The school’s main entrance seemed to be a carved wooden double door with glass panels. Inside was a reception area with sliding windows leading to an office, probably the school secretary’s. She was in there now, giving a statement from behind a large white handkerchief, presumably belonging to the officer seated opposite her. Rebus knew his face but couldn’t put a name to it. Another set of doors led into the body of the school. They’d been wedged open. A sign on them stated that ALL VISITORS SHOULD REPORT TO THE OFFICE. An arrow pointed back towards the sliding windows.
Siobhan gestured towards a corner of the ceiling, where a small camera was fitted. Rebus nodded and passed through the open doors, into a long corridor with stairs off to one side and a large stained-glass window at the far end. The floor was polished wood, creaking under his weight. There were paintings on the walls: robed figures of past teachers, captured at their desks or reaching towards a bookcase.
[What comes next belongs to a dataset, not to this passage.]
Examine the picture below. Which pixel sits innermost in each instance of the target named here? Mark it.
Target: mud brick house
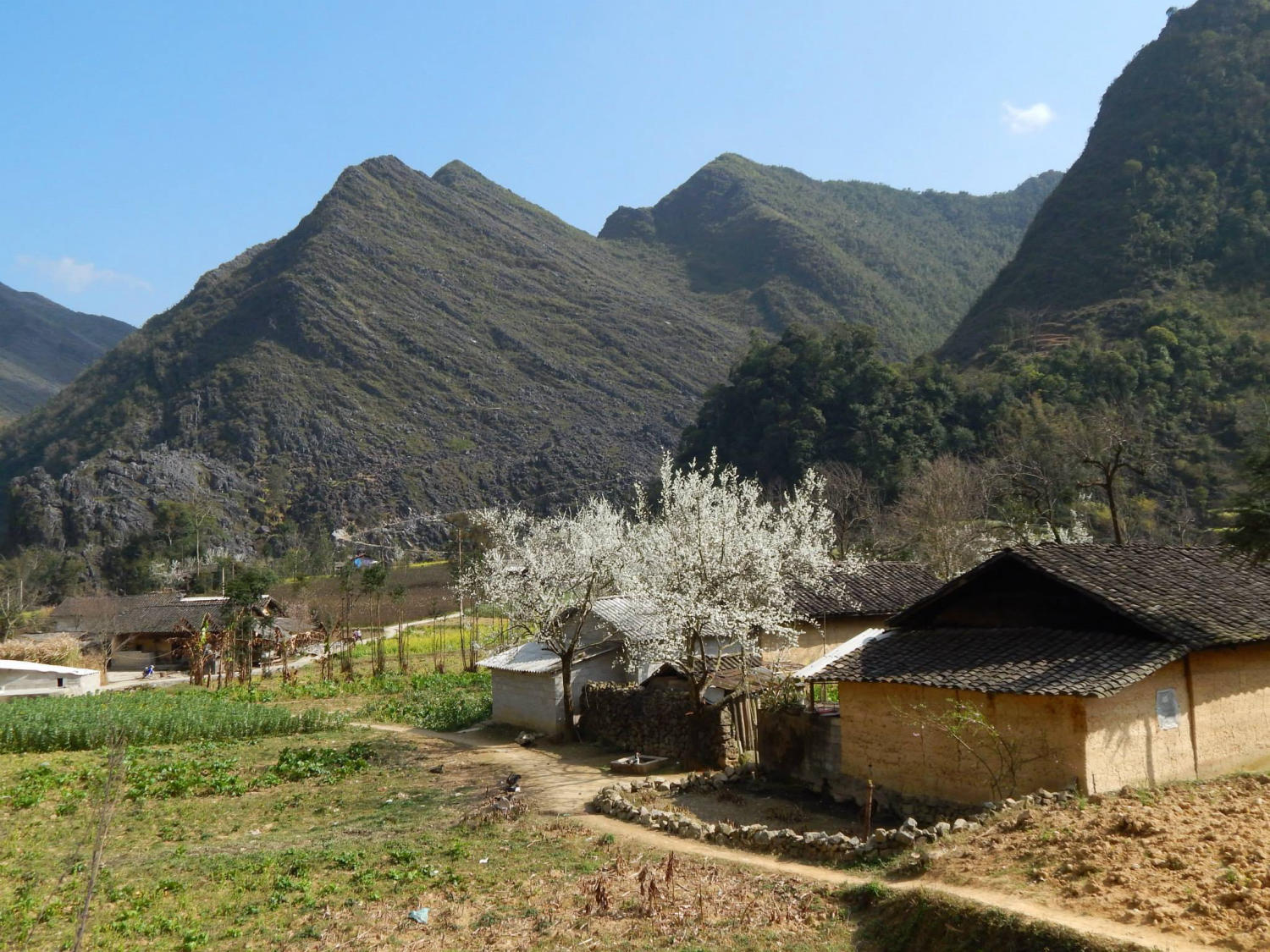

Farther along were lists of names—prefects of the school, headmasters, those who’d gone on to die in service of their country.
“Wonder how easy it was for him to get in,” Siobhan said quietly. Her words reverberated in the silence and a head appeared around a door halfway down the corridor.
“Took you long enough,” boomed the voice of DI Bobby Hogan. “Come and have a look.”
He had retreated back inside the sixth-year common room. It was about sixteen feet by twelve, with windows high up on the external wall. There were about a dozen chairs, and a desk with a computer on it. An old-looking hi-fi sat in one corner, CDs and tapes scattered about. Some of the chairs had magazines on them: FHM, Heat, M8. A novel lay open and facedown nearby. Backpacks and blazers hung on hooks below the windows.